Yoga People come from all walks of life, with a million different back stories and life journeys. Nonetheless, Yoga People generally share certain admirable and desirable traits: physical flexibility, mental mindfulness, and a spirit of focused discipline. They tend to possess a figurative openness of heart that mirrors the literal openness of their limbs spread wide in an asana.
They look good, too!
Yoga People, the conventional thinking goes, are slightly more conscious of the universe than the average person, more awake to reality and possibility, thanks to the power of inward-looking meditation.
This may be true in many cases, maybe even most cases. But practical visual evidence, the kind with measurable parameters, suggests that for all their advanced inquiry into the nature of being, Yoga People are actually pretty much like non-Yoga People.
To be oblivious to the world around us and everything in it, all the living creatures, all the manifestations of Nature and the sun, might be standard operating procedure for the non-practicing population, but it’s anathema to the Yoga Person’s senses-and-soul-wide-open outlook. Setting aside discussions of how eating meat and driving SUVs can be gracefully woven into a yoga practice – apparently many folks are able to accomplish this trick — we can all agree that a cursory awareness of the outside world is essential to being in a state of awakened mindfulness.
We practice yoga three days a week outdoors in Runyon Canyon, the picturesque nature area in the hills overlooking Los Angeles. Donation-based classes meet there throughout the day, and most of the hour-long sessions on-the-grass attract 50-100 students. There’s a lot of foot traffic in and out of the fenced entrance to the yoga field, and a hard dirt path has been worn into the ground. On rainy days it gets a little muddy.
Directly beside this egress stands a large trash bin, which has one of those bubble-tops, with a swinging front flap. How it works is fairly self-explanatory, even to novice litter disposers.
A few days ago, we noticed a silver cellophane wrapper sitting in the middle of the yoga entrance. As is our custom when we encounter litter directly in our path, we bent to pick it up. The wrapper turned out to be from a Clif Bar, so we surmised that whoever had dropped it had an advanced awareness of balanced nutrition, if not the environment. Since the wrapper was clearly inside the yoga area, an unavoidable obstacle standing between food-packaging disharmony and the promise of enlightenment, we hypothesized that the stray Clif Bar wrapper was an unintentional “whoopsie” mistake. It would soon be spotted and removed. Surely one of the awakened Yoga People would come along and restore harmony to their befouled practice area.
We left the wrapper there to test our supposition. And almost immediately, we discovered that we were right – about the first part. Many, many splendid Yoga People did indeed come along, including several Class Instructors, the leaders of the Runyon Canyon yoga community.
But we were wrong about the second part.

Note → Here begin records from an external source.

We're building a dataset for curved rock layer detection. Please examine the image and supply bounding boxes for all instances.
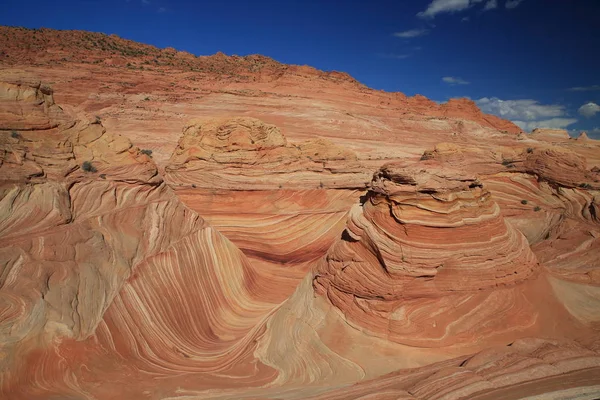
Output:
[310,339,600,400]
[0,39,600,400]
[0,76,279,399]
[314,162,584,347]
[166,118,368,190]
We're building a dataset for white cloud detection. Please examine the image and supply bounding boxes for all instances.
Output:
[475,97,577,131]
[483,0,498,11]
[568,85,600,92]
[393,29,429,39]
[417,0,471,18]
[578,101,600,118]
[442,76,471,86]
[506,0,525,8]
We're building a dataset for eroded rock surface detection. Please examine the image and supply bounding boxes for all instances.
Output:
[0,27,600,400]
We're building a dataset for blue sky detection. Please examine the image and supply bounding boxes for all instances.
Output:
[0,0,600,138]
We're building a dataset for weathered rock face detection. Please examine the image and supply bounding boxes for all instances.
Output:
[314,162,564,346]
[0,73,282,399]
[166,118,368,190]
[0,27,600,400]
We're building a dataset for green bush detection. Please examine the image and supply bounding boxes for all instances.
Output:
[81,161,98,172]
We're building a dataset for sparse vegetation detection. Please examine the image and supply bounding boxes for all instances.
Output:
[81,161,98,172]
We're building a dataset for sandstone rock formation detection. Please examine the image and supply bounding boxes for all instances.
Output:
[166,118,368,190]
[0,27,600,400]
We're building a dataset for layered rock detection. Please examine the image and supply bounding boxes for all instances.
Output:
[314,162,572,347]
[166,118,368,190]
[0,27,600,400]
[530,128,571,142]
[0,74,277,399]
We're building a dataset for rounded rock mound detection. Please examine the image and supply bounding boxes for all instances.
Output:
[313,161,539,347]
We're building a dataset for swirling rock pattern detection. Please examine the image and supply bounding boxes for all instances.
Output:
[166,118,368,190]
[314,162,584,347]
[0,36,600,400]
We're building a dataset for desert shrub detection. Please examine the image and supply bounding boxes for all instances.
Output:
[81,161,98,172]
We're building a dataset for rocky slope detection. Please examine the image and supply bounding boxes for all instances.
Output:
[0,27,600,399]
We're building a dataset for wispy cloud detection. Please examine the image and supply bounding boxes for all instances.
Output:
[417,0,484,18]
[393,29,429,39]
[475,97,577,131]
[442,76,471,86]
[578,101,600,118]
[567,85,600,92]
[505,0,525,8]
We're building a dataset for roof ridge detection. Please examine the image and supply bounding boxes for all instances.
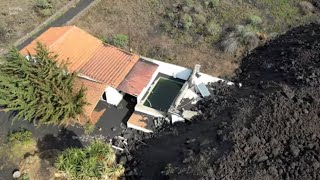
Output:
[100,43,140,61]
[49,25,76,48]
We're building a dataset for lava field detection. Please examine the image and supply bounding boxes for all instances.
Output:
[126,24,320,180]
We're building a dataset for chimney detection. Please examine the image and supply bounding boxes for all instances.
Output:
[189,64,201,86]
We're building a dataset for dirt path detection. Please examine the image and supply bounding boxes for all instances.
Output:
[17,0,95,49]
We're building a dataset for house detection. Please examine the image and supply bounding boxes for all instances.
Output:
[20,26,231,132]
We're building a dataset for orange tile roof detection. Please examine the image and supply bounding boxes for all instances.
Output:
[20,26,103,72]
[79,44,139,88]
[74,77,107,123]
[117,59,159,96]
[20,26,139,123]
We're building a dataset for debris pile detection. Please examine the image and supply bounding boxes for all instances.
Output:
[126,24,320,179]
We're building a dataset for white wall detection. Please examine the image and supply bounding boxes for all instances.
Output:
[142,57,192,80]
[134,104,166,117]
[196,73,234,85]
[137,68,159,103]
[105,86,124,106]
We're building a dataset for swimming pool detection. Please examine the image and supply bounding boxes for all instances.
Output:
[143,77,184,112]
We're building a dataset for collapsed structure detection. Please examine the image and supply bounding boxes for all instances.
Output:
[20,26,230,132]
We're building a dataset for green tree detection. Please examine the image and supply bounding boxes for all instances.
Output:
[0,43,87,125]
[55,141,124,180]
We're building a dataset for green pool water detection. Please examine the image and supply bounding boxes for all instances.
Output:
[143,77,183,111]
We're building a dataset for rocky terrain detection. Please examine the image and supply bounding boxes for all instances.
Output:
[126,24,320,179]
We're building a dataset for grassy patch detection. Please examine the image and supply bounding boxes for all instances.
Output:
[83,122,95,135]
[55,141,124,179]
[101,34,129,48]
[0,129,37,160]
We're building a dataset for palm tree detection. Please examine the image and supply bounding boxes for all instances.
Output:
[55,141,124,180]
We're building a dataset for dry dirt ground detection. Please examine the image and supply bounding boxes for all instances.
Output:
[74,0,318,76]
[0,0,69,52]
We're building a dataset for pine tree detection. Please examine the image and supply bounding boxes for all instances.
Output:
[0,43,87,125]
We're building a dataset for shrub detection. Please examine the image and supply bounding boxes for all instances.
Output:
[221,25,260,54]
[106,34,129,48]
[0,24,7,37]
[206,21,221,36]
[244,32,260,51]
[248,16,263,25]
[160,21,172,32]
[222,37,239,54]
[204,0,220,8]
[299,1,314,14]
[180,14,192,30]
[38,9,52,17]
[35,0,52,9]
[83,122,95,134]
[184,0,194,7]
[8,128,32,143]
[193,14,207,25]
[55,141,124,179]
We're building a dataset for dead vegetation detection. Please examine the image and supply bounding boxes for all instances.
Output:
[74,0,319,76]
[0,0,69,50]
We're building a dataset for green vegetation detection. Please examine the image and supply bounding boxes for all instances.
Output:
[83,122,95,134]
[221,25,260,54]
[161,0,318,49]
[248,16,263,26]
[0,128,37,163]
[0,23,7,38]
[101,34,129,48]
[0,43,87,124]
[55,141,124,179]
[8,129,32,144]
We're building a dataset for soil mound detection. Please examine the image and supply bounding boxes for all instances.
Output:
[126,24,320,179]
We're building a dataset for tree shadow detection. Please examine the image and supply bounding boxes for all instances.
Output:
[37,128,83,165]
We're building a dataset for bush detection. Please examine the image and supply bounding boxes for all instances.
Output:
[221,25,260,54]
[38,9,52,17]
[35,0,52,9]
[248,16,263,25]
[0,24,7,37]
[55,141,124,179]
[180,14,192,30]
[8,128,32,143]
[193,14,207,26]
[105,34,129,48]
[206,21,222,36]
[204,0,220,8]
[299,1,315,14]
[222,37,239,54]
[83,122,95,134]
[184,0,194,7]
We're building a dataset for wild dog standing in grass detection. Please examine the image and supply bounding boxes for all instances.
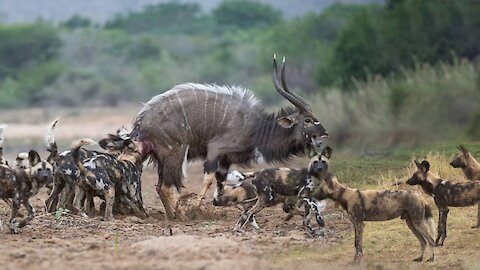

The restoring harmony part. The noticing the world around you part.
That Clif Bar wrapper stayed there in the middle of the path for 48 hours. We don’t know how many beautiful Yoga People and their teachers came and went in total during that period (many hundreds?), but during the brief time we observed the migration of yoginis and yogis in and out of the practice ground, before and after our Wednesday and Friday class, 183 mat-toting, spandex-wearing, incense-lighting students of higher consciousness walked past, around, and over the soiled cellophane at their feet and willed themselves not to notice it.
This is difficult when you step on litter and it makes a crinkling sound, but Yoga People have advanced powers of concentration from doing all those challenging poses.
Those Yoga People who did allow themselves to notice the litter on their practice ground chose (consciously? or would this be unconsciously?) to leave it there for someone else to be the change and place it in the trash bin approximately two feet away.
We intended on leaving the litter undisturbed over the weekend, wondering just how long it would be until a highly evolved Yoga Person, maybe someone with years of experience in India, awoke from their fugue state and brought peace and respect to the cherished Runyon Canyon space. But the 184th Yoga Person to encounter the rubbish, a young yogini named April walking with her friend Anna, bent down at the waist (very much like one would do in any yoga practice) and deposited the unloved wrapper in the trash bin.
It took her about three seconds.
And in that short time we were reminded that every now and then there comes along a genuinely rare creature, an extraordinary person with extraordinary abilities unavailable to the average person. When such unusual beings generously share their special capabilities, the ones the Universe has granted them, when they choose to do something instead of nothing, they have the power to slowly heal the world.
And so all of us, the sleepwalkers and the awakened, are thereby blessed.